戦闘開始早々、俺はファリアの恐ろしさに根を上げることになった。

ファリアは遠距離ではヴァニッシュで周囲のものを俺に向けて倒れるようにして足を止めさせ、その隙に剣の間合いよりも更に中に入ってナイフによる素早い連続攻撃を繰り出してきた。

ファリアは戦闘を組み上げるセンスがとんでもなく高かった。

落下する物体の軌道と俺が回避する方法を先読みしてそこに罠を張って足を止め、近づいても絶妙のナイフ捌きで俺の攻撃を受け流す。

結果として俺にはとりあえず足を止めないように逃げるのが精一杯だった。

「さっきの威勢はどうしたんですか?傷物にされるのも…いいかも…じゃなくて、問題ですがこのまま一晩中逃げるつもりですか?」

フフフなんて笑って周囲を破壊しながら迫ってくる姿はいろんな意味で怖い。

だが挑んだところで行き当たりばったりの俺では戦略家のファリアには簡単にいなされてしまうだろう。

(別にファリアを倒す必要は無い。要は戦意を喪失させればいいんだ。)

逃げ腰の意見ではあるがそれが一番誰も傷つかないですむ方法だと自分を納得させる。

「ファリア、やめるんだ。どうして俺たちが争わなければならないんだ!」

それには武器は必要ない。

人類はいつだって対話によって平和を勝ち取ってきたのだ。

教室の壁に張ってあった廊下を走るなの張り紙の画鋲が偶然なくなって俺の視界を塞ぐように舞う。

それをかわした先でたまたま枠から外れた窓ガラスが倒れてきたのを走りながら受け止めて足を止めずに地面に置く。

幻聴であってほしいが後ろから舌打ちするのが聞こえた気がする。

「何故って、ユウが勝手なことばかりするからでしょう。」

「だけどあいつを放っておくわけには…」

言い終わる前に落ちてきた蛍光灯を避けるためにすぐそこにあった教室に転がり込んで勢いよくドアを閉めた。

ガシャーンと派手な音が背にしたドアの向こうから聞こえた。

「はあ、はあ。過激だな。」

スッと突然背を預けていた感触が消えたため反応できるわけもなく重力諸々に逆らうこともできずに倒れ込む。

眼前にはとても素敵な笑みを浮かべたファリアさんが立っておられました。

残念ながらファリアはスカートの長い私服、

「うーん、見えない。

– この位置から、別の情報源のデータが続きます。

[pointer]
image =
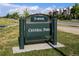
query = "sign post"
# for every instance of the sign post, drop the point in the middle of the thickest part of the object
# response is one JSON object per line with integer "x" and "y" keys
{"x": 37, "y": 28}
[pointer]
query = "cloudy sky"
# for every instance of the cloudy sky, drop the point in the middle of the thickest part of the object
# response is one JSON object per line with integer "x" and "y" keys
{"x": 31, "y": 7}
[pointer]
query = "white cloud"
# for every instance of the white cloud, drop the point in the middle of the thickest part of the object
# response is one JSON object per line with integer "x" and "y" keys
{"x": 30, "y": 9}
{"x": 34, "y": 7}
{"x": 46, "y": 10}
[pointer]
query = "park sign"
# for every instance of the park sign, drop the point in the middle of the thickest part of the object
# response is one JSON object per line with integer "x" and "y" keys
{"x": 37, "y": 28}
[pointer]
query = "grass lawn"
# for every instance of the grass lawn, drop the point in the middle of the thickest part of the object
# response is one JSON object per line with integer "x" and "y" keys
{"x": 9, "y": 39}
{"x": 6, "y": 21}
{"x": 77, "y": 21}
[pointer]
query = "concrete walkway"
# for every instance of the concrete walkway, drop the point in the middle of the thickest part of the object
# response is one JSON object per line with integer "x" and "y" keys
{"x": 72, "y": 30}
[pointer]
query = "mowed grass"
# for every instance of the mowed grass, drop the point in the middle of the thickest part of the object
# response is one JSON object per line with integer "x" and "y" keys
{"x": 9, "y": 39}
{"x": 6, "y": 21}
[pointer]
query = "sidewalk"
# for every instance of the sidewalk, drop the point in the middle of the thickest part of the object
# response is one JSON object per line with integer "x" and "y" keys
{"x": 72, "y": 30}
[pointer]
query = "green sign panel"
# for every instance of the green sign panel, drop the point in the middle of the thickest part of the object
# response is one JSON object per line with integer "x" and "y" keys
{"x": 40, "y": 18}
{"x": 37, "y": 28}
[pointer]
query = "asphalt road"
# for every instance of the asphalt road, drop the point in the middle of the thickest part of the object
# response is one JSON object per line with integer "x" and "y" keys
{"x": 68, "y": 27}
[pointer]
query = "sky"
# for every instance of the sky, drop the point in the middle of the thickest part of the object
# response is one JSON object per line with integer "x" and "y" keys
{"x": 6, "y": 8}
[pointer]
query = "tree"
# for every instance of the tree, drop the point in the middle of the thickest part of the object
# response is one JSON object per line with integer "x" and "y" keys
{"x": 15, "y": 15}
{"x": 25, "y": 13}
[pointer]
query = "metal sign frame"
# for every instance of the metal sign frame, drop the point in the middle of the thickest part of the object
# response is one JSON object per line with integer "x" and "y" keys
{"x": 22, "y": 26}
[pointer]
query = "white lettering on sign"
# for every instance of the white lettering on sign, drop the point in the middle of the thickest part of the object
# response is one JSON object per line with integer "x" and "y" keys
{"x": 38, "y": 30}
{"x": 35, "y": 18}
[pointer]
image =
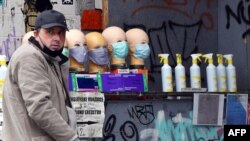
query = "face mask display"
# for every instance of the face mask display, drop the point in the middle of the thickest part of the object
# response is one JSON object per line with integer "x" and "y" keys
{"x": 120, "y": 49}
{"x": 142, "y": 51}
{"x": 99, "y": 56}
{"x": 78, "y": 53}
{"x": 65, "y": 52}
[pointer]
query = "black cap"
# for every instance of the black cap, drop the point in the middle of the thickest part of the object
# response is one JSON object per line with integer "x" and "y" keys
{"x": 50, "y": 18}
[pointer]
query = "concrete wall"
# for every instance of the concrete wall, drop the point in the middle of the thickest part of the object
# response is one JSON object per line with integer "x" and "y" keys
{"x": 173, "y": 26}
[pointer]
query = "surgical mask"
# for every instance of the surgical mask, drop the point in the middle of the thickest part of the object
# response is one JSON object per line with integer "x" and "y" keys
{"x": 120, "y": 49}
{"x": 99, "y": 56}
{"x": 50, "y": 52}
{"x": 142, "y": 51}
{"x": 65, "y": 52}
{"x": 78, "y": 53}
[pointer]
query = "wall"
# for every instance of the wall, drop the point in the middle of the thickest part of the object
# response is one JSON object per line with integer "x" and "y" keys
{"x": 12, "y": 21}
{"x": 186, "y": 27}
{"x": 155, "y": 120}
{"x": 173, "y": 26}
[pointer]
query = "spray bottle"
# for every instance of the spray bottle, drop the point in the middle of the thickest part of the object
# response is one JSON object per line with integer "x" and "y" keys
{"x": 195, "y": 74}
{"x": 180, "y": 77}
{"x": 211, "y": 73}
{"x": 166, "y": 74}
{"x": 221, "y": 74}
{"x": 3, "y": 70}
{"x": 231, "y": 74}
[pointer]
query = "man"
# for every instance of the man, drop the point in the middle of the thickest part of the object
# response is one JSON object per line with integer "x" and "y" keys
{"x": 35, "y": 103}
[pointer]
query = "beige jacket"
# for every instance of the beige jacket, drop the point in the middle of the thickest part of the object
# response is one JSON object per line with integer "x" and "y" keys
{"x": 34, "y": 99}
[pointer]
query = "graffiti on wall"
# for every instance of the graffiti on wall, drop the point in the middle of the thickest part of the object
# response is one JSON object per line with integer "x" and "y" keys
{"x": 149, "y": 122}
{"x": 173, "y": 27}
{"x": 10, "y": 43}
{"x": 239, "y": 15}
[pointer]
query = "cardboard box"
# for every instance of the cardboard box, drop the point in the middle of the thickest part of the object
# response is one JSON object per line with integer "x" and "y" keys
{"x": 135, "y": 82}
{"x": 125, "y": 82}
{"x": 110, "y": 82}
{"x": 83, "y": 82}
{"x": 119, "y": 71}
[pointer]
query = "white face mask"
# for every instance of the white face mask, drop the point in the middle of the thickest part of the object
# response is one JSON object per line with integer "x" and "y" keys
{"x": 142, "y": 51}
{"x": 78, "y": 53}
{"x": 99, "y": 56}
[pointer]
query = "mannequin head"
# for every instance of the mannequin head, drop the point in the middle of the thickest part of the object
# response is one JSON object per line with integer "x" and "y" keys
{"x": 117, "y": 46}
{"x": 98, "y": 58}
{"x": 27, "y": 36}
{"x": 138, "y": 47}
{"x": 75, "y": 41}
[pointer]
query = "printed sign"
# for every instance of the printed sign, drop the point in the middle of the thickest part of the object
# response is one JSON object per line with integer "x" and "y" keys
{"x": 89, "y": 107}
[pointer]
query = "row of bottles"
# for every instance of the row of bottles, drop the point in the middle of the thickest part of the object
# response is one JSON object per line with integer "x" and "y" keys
{"x": 219, "y": 79}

」

「きゃっ!ユ、ユウ!?」

ファリアは恥ずかしそうにスカートを押さえて数歩後ずさった。

その隙に上体を起こす反動で跳んでファリアとの距離を取る。

ファリアはまだ頬を赤くしたまま不機嫌そうに睨んできている。

戦意が薄れた今しか説得のチャンスはない。

「俺はこの世界を守ってファリアと一緒にいられるようにするために戦うと決めた。それがいけないのか?」

ファリアは答えず俯いた。

世界への回帰もまだ捨てたわけではないが少なくとも嘘はない。

ファリアにはずっとそばにいてほしいという始まりの思いだけは今も胸の中で揺らぐことはなかった。

ファリアはため息をついて顔を上げた。

その表情にはすでに敵意はなくただただ不機嫌そうだった。

「その想いはすごく嬉しいです。でもこれ以上世界に刺激を与えればいつ滅びてしまうか分からないんですよ。」

ファリアという存在をすべて消し去らなければならないほどに限界まで歪んだ世界の臨界点をファリアは誰よりも感じているのだろう。

「私にとって何よりも怖いのはユウが消えてしまうことです。だから私もこの世界を守りたい。でも、彼らを倒すことで生じた歪みによってこの世界はいつ滅んでもおかしくないんです。私はただ、ユウと一緒に…」

今度はファリアが言い終わる前に今にも泣きそうな彼女を抱き締めた。

すべてを捨ててでも俺といることを望んだために世界を守らなければならなくなり、世界を救うために何もしないことをファリアは選んでしまったのだ。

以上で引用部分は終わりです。